Les rai­sons de com­man­der des mar­chan­dises à l’étran­ger plu­tôt qu’en Suisse sont nom­breuses : les entre­prises suisses peuvent par exemple être obli­gées d’ef­fec­tuer de tels achats en rai­son d’en­ga­ge­ments contrac­tuels pris avec des par­te­naires com­mer­ciaux étran­gers. En outre, le franc fort contraint les firmes hel­vé­tiques à impor­ter à des prix plus avan­ta­geux. Or les petites entre­prises sont jus­te­ment tri­bu­taires de prix plus bas pour pou­voir faire face à la concur­rence.

EN CONTRA­DIC­TION AVEC L’OB­JEC­TIF D’UNE BAISSE DES PRIX

La clause de réim­por­ta­tion est en contra­dic­tion avec les objec­tifs visés par l’ini­tia­tive. Elle n’ap­porte ni une baisse des prix, ni un ren­for­ce­ment de la concur­rence. Une inter­dic­tion uni­la­té­rale des réim­por­ta­tions impo­sée par des entre­prises (rela­ti­ve­ment) puis­santes qui occupent une posi­tion domi­nante sur le mar­ché aurait pour consé­quence que les entre­prises et les consom­ma­teurs suisses ne pour­raient, dans de nom­breux cas, pas béné­fi­cier de prix plus bas pour les pro­duits suisses. En outre, les entre­prises occu­pant une posi­tion domi­nante sur le mar­ché pour­raient désor­mais éga­le­ment empê­cher la réim­por­ta­tion de leurs pro­duits en agis­sant uni­la­té­ra­le­ment. Il en résulte une contra­dic­tion entre le trai­te­ment pri­vi­lé­gié des expor­ta­teurs suisses et l’ob­jec­tif de faire bais­ser les prix en Suisse visé par l’ini­tia­tive.

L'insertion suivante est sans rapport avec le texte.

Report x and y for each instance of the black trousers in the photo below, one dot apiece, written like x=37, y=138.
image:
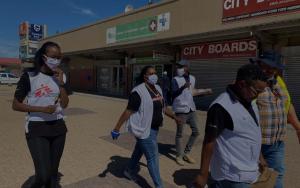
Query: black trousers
x=46, y=153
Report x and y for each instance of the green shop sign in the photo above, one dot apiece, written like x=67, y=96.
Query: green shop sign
x=138, y=29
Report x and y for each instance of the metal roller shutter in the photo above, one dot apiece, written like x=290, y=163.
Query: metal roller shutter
x=292, y=74
x=215, y=74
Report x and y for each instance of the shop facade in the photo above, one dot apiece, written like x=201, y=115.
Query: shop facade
x=216, y=37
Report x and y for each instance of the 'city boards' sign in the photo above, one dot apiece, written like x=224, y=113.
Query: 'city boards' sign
x=243, y=9
x=224, y=49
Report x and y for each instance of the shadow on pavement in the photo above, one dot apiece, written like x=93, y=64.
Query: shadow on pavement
x=185, y=177
x=116, y=168
x=31, y=179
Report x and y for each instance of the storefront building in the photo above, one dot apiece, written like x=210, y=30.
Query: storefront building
x=216, y=36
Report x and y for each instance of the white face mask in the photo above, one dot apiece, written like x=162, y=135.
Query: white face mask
x=52, y=63
x=152, y=79
x=180, y=72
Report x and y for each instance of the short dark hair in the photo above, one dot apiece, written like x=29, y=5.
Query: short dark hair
x=38, y=59
x=249, y=73
x=144, y=71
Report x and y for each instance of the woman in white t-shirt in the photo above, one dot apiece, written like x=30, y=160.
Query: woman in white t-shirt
x=46, y=96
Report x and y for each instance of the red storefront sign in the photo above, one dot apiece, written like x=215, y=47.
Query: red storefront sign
x=243, y=9
x=225, y=49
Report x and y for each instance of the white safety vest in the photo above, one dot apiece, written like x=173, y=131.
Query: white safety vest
x=237, y=152
x=139, y=123
x=185, y=101
x=44, y=91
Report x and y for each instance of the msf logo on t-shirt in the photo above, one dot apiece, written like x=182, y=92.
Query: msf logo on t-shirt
x=43, y=91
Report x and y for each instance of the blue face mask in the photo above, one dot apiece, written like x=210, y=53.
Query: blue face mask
x=152, y=79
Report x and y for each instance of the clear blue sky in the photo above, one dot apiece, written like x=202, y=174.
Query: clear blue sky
x=58, y=15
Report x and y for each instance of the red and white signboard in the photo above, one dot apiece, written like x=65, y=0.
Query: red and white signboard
x=243, y=9
x=225, y=49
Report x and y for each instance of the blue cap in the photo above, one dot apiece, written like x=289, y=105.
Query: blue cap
x=183, y=62
x=270, y=58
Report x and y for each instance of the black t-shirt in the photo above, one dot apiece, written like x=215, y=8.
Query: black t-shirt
x=38, y=128
x=219, y=119
x=134, y=103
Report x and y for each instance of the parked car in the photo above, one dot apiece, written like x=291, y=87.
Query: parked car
x=8, y=78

La régle­men­ta­tion accorde plus d’im­por­tance aux inté­rêts des entre­prises expor­ta­trices suisses (rela­ti­ve­ment) puis­santes sur le mar­ché qu’aux effets de prix à atteindre, en par­ti­cu­lier au niveau des consom­ma­teurs. En défi­ni­tive, cette dis­po­si­tion pour­rait même contri­buer à un cloi­son­ne­ment sup­plé­men­taire du mar­ché suisse et à des prix plus éle­vés.

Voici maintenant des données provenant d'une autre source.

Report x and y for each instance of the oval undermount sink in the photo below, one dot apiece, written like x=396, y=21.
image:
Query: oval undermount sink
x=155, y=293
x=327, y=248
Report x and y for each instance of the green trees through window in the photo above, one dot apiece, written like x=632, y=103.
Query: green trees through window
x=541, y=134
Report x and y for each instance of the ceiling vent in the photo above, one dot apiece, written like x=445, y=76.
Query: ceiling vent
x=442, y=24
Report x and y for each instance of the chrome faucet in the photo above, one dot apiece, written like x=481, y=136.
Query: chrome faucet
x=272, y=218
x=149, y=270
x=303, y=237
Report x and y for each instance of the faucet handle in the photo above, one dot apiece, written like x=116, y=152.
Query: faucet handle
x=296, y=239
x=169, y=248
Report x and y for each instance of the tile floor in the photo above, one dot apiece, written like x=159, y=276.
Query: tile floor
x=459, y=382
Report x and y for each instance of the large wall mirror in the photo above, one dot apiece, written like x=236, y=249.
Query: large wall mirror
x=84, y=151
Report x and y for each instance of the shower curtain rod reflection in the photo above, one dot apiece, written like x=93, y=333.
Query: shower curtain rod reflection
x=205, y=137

VIO­LA­TION DES ENGA­GE­MENTS INTER­NA­TIO­NAUX

La clause de réim­por­ta­tion est en outre en conflit avec dif­fé­rents enga­ge­ments inter­na­tio­naux. Cette dis­po­si­tion pour­rait d’une part vio­ler l’in­ter­dic­tion des res­tric­tions quan­ti­ta­tives et les mesures ayant un effet simi­laire dans les accords de libre-échange conclus par la Suisse (art. 13, al. 1 de l’ac­cord de libre-échange Suisse-UE, par exemple). La clause de réim­por­ta­tion crée éga­le­ment un impor­tant risque de vio­la­tion de l’en­ga­ge­ment de non-dis­cri­mi­na­tion selon le droit de l’OMC (art. III, al. 4 GATT et art. XVII GATS). Enfin, un pri­vi­lège fac­tuel uni­la­té­ral accordé aux entre­prises suisses pour­rait aller à l’en­contre du prin­cipe du trai­te­ment natio­nal (confor­mé­ment aux dis­po­si­tions per­ti­nentes de l’OMC et de l’ac­cord de libre-échange) et enver­rait un signal néga­tif aux pays voi­sins et à l’UE. Cette rup­ture avec les prin­cipes de base du droit des car­tels pour­rait par consé­quent sus­ci­ter de vio­lentes réac­tions de la part des pays voi­sins et de l’OCDE.